# Livery Yard Neede!! Lathom / Bickerstaffe / Parbold / Burscough / Skelmersdale



## LPalmer85 (31 January 2013)

Livery needed, either DIY / Part or private yard for three horses, two in work and one semi retired pony, all well behaved geldings and no touble. Anyone know of anywhere around these areas with space, would be looking for somewhere with turn out all year round and a school.  The yard we are on now is being sold so need to look for pastures new


----------



## BlackRider (31 January 2013)

Have you thought about Charity Farm?


----------



## robysfarm (31 January 2013)

Have you had a look at the board in Southwest Lancs farmers? Usually a few on there.

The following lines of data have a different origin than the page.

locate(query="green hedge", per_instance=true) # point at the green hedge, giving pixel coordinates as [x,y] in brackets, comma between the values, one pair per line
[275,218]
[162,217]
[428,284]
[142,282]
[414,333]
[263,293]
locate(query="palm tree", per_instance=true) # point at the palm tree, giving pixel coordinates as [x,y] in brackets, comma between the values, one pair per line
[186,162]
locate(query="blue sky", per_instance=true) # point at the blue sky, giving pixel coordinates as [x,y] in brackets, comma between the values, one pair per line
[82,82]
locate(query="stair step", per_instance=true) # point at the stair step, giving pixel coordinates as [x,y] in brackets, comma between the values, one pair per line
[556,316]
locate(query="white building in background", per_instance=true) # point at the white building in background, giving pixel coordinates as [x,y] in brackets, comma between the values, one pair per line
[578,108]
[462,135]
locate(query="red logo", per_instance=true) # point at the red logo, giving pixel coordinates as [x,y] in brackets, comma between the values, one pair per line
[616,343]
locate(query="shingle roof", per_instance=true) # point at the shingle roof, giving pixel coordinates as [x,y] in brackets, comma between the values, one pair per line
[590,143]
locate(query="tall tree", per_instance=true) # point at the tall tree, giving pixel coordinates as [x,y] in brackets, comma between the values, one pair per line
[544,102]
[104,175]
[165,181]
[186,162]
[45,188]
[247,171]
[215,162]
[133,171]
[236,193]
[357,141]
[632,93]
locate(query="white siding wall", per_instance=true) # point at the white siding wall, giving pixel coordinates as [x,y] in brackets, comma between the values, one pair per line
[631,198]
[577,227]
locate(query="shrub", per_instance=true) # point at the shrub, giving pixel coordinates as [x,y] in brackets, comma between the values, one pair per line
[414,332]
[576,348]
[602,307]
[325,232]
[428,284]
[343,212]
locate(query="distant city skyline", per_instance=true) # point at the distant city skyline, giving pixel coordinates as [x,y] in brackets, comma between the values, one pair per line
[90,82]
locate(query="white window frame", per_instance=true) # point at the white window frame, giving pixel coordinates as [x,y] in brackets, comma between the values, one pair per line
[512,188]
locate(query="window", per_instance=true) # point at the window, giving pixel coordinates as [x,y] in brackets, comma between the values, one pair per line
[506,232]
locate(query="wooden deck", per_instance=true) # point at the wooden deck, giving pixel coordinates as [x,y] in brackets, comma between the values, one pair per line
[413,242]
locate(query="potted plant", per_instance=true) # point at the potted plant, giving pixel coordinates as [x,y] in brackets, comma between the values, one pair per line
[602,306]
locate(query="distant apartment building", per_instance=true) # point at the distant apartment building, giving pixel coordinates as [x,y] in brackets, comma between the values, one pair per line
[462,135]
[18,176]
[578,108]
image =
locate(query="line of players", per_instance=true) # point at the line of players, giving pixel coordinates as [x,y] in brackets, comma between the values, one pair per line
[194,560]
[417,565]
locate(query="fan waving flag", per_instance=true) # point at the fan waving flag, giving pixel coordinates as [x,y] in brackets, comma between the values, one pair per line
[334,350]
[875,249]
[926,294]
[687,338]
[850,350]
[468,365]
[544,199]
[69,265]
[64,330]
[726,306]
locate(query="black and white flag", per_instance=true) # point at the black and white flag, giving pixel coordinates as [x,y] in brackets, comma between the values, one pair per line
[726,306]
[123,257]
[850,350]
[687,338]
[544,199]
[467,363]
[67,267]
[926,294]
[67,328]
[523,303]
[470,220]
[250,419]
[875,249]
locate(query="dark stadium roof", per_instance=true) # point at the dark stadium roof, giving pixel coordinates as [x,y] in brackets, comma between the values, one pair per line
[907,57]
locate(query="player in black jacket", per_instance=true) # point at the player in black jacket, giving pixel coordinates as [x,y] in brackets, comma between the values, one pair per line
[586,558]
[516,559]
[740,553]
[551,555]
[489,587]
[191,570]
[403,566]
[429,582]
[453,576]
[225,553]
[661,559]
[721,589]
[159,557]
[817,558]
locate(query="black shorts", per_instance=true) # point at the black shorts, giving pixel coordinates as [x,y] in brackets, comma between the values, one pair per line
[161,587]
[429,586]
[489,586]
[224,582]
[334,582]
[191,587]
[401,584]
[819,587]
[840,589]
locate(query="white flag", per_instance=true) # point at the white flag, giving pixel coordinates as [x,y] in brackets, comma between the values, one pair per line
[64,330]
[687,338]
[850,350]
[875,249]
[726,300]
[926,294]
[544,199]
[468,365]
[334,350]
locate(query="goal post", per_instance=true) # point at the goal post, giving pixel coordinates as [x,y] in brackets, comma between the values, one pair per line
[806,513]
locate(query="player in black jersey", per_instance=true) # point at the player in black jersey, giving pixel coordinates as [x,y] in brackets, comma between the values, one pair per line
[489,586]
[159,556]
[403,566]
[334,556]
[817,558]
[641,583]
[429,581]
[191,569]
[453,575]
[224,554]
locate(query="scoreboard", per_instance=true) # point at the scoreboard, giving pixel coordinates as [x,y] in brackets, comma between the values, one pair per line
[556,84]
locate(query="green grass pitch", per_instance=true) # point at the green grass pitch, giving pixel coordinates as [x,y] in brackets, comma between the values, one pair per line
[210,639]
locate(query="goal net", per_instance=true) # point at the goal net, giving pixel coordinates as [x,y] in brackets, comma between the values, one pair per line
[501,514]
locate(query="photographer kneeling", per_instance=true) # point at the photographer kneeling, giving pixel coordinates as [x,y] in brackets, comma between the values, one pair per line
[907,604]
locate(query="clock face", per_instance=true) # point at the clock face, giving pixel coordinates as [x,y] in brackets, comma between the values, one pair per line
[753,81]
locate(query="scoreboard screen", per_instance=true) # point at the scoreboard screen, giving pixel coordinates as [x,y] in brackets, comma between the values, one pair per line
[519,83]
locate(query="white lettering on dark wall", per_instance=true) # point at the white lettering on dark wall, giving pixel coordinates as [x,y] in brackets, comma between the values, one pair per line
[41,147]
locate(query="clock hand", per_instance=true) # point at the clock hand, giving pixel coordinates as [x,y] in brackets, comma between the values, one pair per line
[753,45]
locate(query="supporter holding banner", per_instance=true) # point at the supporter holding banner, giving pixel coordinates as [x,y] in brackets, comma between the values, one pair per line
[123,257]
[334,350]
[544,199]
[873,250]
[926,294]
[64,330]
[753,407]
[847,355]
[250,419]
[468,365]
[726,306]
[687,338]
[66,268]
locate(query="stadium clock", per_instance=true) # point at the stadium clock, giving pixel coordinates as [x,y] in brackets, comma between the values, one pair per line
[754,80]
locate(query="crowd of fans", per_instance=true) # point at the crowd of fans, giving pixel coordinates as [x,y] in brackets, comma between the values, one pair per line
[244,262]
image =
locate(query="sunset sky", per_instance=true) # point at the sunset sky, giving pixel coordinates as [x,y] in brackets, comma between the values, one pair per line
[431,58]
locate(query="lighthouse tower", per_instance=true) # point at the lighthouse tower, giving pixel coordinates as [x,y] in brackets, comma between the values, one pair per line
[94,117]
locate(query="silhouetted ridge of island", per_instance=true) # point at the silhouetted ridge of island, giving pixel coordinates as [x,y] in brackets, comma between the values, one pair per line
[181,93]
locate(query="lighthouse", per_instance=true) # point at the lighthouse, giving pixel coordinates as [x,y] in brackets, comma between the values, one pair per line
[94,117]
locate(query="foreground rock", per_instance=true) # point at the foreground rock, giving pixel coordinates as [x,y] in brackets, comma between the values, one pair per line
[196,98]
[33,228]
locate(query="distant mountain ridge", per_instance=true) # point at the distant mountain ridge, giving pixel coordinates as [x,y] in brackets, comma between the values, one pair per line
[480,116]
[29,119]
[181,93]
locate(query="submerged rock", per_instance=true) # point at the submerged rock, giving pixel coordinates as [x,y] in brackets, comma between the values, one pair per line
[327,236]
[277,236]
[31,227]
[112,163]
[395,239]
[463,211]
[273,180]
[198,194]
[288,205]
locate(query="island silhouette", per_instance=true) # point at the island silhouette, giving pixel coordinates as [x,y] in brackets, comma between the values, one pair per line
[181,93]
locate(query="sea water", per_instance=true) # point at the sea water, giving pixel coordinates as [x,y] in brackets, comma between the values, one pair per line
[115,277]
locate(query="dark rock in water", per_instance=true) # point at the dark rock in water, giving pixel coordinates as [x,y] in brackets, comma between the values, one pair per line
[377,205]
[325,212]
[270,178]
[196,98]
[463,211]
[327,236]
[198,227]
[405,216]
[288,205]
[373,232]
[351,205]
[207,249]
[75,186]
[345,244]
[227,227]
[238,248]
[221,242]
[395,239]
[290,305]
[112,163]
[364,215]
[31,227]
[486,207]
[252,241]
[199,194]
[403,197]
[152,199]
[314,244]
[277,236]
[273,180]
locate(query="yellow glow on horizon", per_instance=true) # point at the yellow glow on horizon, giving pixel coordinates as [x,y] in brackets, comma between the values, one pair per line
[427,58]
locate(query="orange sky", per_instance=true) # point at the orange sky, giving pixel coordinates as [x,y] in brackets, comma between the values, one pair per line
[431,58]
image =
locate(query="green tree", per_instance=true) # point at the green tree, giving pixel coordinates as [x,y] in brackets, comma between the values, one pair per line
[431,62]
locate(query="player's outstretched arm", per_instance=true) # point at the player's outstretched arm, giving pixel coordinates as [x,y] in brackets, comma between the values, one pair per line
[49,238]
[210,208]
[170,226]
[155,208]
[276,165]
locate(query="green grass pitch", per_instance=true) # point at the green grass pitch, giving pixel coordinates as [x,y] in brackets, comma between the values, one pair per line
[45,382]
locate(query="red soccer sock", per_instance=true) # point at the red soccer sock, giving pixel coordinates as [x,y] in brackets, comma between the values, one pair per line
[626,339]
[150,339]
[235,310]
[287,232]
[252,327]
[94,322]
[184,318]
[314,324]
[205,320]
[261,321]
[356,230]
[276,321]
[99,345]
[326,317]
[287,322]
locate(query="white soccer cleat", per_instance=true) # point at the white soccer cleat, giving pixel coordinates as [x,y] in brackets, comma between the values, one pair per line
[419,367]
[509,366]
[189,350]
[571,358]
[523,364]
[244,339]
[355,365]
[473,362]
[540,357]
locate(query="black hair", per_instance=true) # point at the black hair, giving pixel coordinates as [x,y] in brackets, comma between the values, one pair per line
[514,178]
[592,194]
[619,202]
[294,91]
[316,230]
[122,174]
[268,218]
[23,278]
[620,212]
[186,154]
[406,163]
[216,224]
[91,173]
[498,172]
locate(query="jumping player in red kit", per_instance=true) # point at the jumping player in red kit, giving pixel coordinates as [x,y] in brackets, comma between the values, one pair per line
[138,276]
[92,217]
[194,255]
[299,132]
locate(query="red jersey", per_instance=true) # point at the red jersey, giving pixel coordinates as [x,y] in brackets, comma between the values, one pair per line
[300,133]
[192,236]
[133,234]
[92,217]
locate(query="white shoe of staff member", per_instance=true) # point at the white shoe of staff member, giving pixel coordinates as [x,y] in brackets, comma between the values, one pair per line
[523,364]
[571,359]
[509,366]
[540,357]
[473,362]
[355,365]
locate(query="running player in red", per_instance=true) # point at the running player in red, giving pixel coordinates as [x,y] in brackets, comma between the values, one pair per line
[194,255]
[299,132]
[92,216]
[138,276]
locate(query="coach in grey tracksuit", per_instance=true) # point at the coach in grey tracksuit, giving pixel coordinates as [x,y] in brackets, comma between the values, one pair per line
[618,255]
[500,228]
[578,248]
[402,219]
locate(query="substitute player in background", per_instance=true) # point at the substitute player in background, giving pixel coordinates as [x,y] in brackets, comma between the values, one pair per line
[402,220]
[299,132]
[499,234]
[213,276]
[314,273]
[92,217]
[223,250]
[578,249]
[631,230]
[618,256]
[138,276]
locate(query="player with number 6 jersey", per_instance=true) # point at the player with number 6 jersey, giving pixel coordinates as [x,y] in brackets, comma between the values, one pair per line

There is a small farm on our lane called New Way Farm he has about 4 stables he rents out as a block and don't think anyone has them at the moment. There is no paddock but we are just along the lane and rent out our indoor. I don't have a number sorry but its on New Way in Bickerstaffe.

We are in currently full unfortunately. We do have all year turnout, indoor, outdoor, large stables, good hacking etc. We do have a waiting list though if you wanted to come and have a look round? If you google Robys Farm Livery the website should come up (sorry on my phone and won't let me post the link!)

Good Luck with your search


----------